From the article:
Quantum mechanics requires a distinction between an observer — such as the scientist carrying out an experiment — and the system they observe. The system tends to be something small and quantum, like an atom. The observer is big and far away, and thus well described by classical physics. Shaghoulian observed that this split was analogous to the kind that enlarges the Hilbert spaces of topological field theories. Perhaps an observer could do the same to these closed, impossibly simple-seeming universes?
In 2024, Zhao moved to the Massachusetts Institute of Technology, where she began to work on the problem of how to put an observer into a closed universe. She and two colleagues —Daniel Harlow and Mykhaylo Usatyuk — thought of the observer as introducing a new kind of boundary: not the edge of the universe, but the boundary of the observer themself. When you consider a classical observer inside a closed universe, all the complexity of the world returns, Zhao and her collaborators showed.
The MIT team’s paper(opens a new tab) came out at the beginning of 2025, around the same time that another group came forward with a similar idea(opens a new tab). Others chimed in(opens a new tab) to point out connections to earlier work.
At this stage, everyone involved emphasizes that they don’t know the full solution. The paradox itself may be a misunderstanding, one that evaporates with a new argument. But so far, adding an observer to the closed universe and trying to account for their presence may be the safest path.
“Am I really confident to say that it’s right, it’s the thing that solves the problem? I cannot say that. We try our best,” Zhao said.

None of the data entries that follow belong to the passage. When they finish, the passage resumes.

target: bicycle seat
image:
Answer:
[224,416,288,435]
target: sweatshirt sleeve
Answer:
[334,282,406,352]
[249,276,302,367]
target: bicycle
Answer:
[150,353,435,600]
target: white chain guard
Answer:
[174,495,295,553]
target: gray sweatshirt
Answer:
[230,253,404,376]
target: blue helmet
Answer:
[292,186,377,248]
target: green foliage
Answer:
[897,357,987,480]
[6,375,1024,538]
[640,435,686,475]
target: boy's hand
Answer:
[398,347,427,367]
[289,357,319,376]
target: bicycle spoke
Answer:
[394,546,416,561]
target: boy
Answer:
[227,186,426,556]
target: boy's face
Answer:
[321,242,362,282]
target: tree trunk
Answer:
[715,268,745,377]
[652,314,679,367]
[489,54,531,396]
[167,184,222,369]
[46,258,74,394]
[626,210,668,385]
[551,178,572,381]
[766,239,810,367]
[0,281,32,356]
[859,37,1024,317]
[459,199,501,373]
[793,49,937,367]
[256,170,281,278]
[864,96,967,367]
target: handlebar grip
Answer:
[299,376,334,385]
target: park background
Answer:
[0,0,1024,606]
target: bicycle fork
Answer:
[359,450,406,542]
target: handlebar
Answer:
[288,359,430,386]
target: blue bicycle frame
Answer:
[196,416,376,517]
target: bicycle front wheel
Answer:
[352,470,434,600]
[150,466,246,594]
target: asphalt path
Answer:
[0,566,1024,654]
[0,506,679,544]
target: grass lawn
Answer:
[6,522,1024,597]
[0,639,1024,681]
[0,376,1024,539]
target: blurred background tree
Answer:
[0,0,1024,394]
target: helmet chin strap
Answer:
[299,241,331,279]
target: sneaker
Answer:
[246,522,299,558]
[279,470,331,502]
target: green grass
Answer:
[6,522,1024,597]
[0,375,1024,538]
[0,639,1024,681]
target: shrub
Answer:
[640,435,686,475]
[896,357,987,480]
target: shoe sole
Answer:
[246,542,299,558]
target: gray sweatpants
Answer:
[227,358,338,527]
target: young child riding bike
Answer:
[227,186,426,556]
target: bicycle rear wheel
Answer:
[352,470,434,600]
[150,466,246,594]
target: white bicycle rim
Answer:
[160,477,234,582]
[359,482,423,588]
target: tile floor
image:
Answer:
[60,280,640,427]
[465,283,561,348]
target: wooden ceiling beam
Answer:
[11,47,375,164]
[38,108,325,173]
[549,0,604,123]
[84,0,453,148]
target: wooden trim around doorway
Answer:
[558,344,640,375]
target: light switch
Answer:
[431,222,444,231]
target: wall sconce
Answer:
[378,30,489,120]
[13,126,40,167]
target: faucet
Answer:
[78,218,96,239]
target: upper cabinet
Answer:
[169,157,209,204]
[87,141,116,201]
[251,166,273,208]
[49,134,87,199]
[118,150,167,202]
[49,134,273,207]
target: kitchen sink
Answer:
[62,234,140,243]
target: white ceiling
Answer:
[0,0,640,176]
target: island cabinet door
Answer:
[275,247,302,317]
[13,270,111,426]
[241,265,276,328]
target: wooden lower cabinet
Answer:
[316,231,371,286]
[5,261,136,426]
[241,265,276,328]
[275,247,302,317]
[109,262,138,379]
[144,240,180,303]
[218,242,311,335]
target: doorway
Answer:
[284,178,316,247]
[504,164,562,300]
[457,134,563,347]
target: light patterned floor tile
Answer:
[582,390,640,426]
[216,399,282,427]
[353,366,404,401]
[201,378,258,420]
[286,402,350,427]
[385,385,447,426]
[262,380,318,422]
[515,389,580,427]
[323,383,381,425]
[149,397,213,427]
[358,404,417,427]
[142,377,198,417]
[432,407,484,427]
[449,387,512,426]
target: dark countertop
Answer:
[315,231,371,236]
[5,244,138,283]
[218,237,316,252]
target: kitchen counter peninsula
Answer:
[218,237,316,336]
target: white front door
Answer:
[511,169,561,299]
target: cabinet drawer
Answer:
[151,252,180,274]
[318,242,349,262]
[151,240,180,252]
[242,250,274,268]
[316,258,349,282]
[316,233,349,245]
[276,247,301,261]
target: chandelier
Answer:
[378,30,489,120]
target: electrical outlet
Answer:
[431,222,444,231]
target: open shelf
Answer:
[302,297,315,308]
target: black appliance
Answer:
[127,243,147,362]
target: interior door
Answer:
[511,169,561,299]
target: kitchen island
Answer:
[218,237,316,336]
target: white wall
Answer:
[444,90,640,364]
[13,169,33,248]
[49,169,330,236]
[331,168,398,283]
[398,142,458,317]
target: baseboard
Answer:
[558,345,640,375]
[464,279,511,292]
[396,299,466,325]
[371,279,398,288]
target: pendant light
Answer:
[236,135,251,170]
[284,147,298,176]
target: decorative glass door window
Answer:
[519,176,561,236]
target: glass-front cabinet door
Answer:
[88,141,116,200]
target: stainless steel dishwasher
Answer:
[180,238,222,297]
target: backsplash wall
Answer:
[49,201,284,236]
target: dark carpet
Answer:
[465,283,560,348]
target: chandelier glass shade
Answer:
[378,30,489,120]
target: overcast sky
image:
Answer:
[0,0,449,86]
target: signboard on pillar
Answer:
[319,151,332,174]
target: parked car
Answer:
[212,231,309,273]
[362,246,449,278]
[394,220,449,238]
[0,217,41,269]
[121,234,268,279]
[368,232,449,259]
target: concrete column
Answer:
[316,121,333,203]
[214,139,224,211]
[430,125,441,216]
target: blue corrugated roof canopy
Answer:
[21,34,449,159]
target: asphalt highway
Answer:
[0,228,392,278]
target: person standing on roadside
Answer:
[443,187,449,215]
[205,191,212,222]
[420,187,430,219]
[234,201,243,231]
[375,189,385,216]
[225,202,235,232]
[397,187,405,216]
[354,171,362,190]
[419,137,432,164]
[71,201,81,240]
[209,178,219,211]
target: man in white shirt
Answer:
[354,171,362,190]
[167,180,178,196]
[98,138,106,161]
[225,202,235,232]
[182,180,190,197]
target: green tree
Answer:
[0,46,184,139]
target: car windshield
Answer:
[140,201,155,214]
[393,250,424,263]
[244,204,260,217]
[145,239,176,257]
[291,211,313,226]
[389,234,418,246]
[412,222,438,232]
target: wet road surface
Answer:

If the idea holds up, using the subjective nature of the observer as a way to account for the complexity of the universe would represent a paradigm shift in physics. Physicists typically seek a view from nowhere, a stand-alone description of nature. They want to know how the world works, and how observers like us emerge as parts of the world. But as physicists come to understand closed universes in terms of private boundaries around private observers, this view from nowhere seems less and less viable. Perhaps views from somewhere are all that we can ever have.